Mais de 80% dos cães acima de 3 anos têm algum grau de doença periodontal. É a condição clínica mais prevalente na medicina veterinária de pequenos animais — e uma das mais subestimadas pelos tutores. A doença periodontal não é apenas “mau hálito” ou dente feio; em estágios avançados causa dor crônica, perda dentária e pode contribuir para doenças sistêmicas graves.

O que é a doença periodontal

Periodonto é o conjunto de estruturas que sustentam o dente: gengiva, ligamento periodontal, cemento e osso alveolar. A doença periodontal é a destruição progressiva dessas estruturas por ação bacteriana.

O processo começa com placa bacteriana — uma película de bactérias que se forma sobre o esmalte em horas após uma refeição. Se não removida, a placa mineraliza em 24-48 horas e vira tártaro (cálculo dental) — uma estrutura dura aderida ao dente que a escovação não remove.

O tártaro abriga mais bactérias que liberam toxinas e ativam resposta inflamatória. Essa inflamação destrói progressivamente os tecidos de sustentação do dente.
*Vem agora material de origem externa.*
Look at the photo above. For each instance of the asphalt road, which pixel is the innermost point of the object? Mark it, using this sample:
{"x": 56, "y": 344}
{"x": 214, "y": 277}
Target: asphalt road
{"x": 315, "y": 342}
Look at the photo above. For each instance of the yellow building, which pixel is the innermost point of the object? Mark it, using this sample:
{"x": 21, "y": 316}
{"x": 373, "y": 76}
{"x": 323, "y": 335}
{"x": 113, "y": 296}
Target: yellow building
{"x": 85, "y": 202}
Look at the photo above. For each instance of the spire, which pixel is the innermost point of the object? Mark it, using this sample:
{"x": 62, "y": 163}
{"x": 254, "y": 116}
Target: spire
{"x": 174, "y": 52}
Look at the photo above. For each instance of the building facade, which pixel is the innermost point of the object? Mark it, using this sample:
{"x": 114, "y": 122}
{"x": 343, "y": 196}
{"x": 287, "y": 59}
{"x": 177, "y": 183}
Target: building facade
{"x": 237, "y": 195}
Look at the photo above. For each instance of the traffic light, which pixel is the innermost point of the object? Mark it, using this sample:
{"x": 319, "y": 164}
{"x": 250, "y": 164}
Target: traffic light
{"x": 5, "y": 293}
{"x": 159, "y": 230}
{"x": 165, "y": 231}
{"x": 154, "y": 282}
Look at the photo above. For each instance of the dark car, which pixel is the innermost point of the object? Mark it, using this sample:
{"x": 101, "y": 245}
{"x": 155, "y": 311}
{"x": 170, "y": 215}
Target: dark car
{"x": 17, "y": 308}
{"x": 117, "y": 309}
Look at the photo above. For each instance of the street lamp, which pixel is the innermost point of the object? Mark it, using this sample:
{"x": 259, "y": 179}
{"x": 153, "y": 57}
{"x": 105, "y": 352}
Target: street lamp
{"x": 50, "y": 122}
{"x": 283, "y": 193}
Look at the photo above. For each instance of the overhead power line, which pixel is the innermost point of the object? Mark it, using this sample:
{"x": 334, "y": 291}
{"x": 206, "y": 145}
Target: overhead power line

Estágios da doença periodontal

Estágio O que está acontecendo É reversível?
0 — Saudável Gengiva rosada, sem tártaro, sem bolsas
1 — Gengivite Gengiva inflamada, vermelha, sangra ao toque; sem perda óssea ✅ Sim — com limpeza profissional
2 — Periodontite leve Perda de até 25% do suporte periodontal; bolsas rasas ⚠️ Parcialmente
3 — Periodontite moderada Perda de 25-50% do suporte; bolsas profundas; dor ❌ Irreversível; controlável
4 — Periodontite grave Perda acima de 50%; dente com mobilidade; possível fratura de mandíbula ❌ Extração necessária

Sinais de alerta

Cães mascaram dor muito bem. Quando o tutor percebe, a doença já está avançada:

  • Hálito fétido — o sinal mais percebido, mas aparece desde o estágio inicial
  • Gengiva vermelha ou que sangra ao escovar ou ao comer
  • Tártaro visível — depósito marrom ou amarelado, especialmente nos pré-molares superiores
  • Salivação excessiva ou relutância em mastigar
  • Preferência por mastigar de um lado
  • Dentes soltos ou com mobilidade
  • Inchaço no focinho ou abaixo do olho — pode ser abscesso dental
  • Recusa de alimento em animal que comia normalmente

Por que raças pequenas têm mais problemas

Raças de pequeno porte (Yorkshire, Shih-Tzu, Poodle miniatura, Maltês, Dachshund) têm proporcionalmente dentes grandes para a mandíbula — muito próximos uns dos outros. Esse apinhamento retém placa e impossibilita limpeza adequada na base dos dentes. A doença periodontal progride mais rápido nessas raças, e limpeza profissional pode ser necessária anualmente a partir dos 2-3 anos.

Consequências sistêmicas

A boca não é um sistema isolado. Bactérias periodontais entram na corrente sanguínea (bacteremia) e podem causar:

  • Endocardite bacteriana — inflamação das válvulas cardíacas; associação documentada em cães
  • Nefrite — dano renal por deposição de complexos imunes
  • Hepatite bacteriana

Cães com doença cardíaca pré-existente têm risco ainda maior. O manejo periodontal é parte essencial do cuidado cardiovascular em cães cardiopatas.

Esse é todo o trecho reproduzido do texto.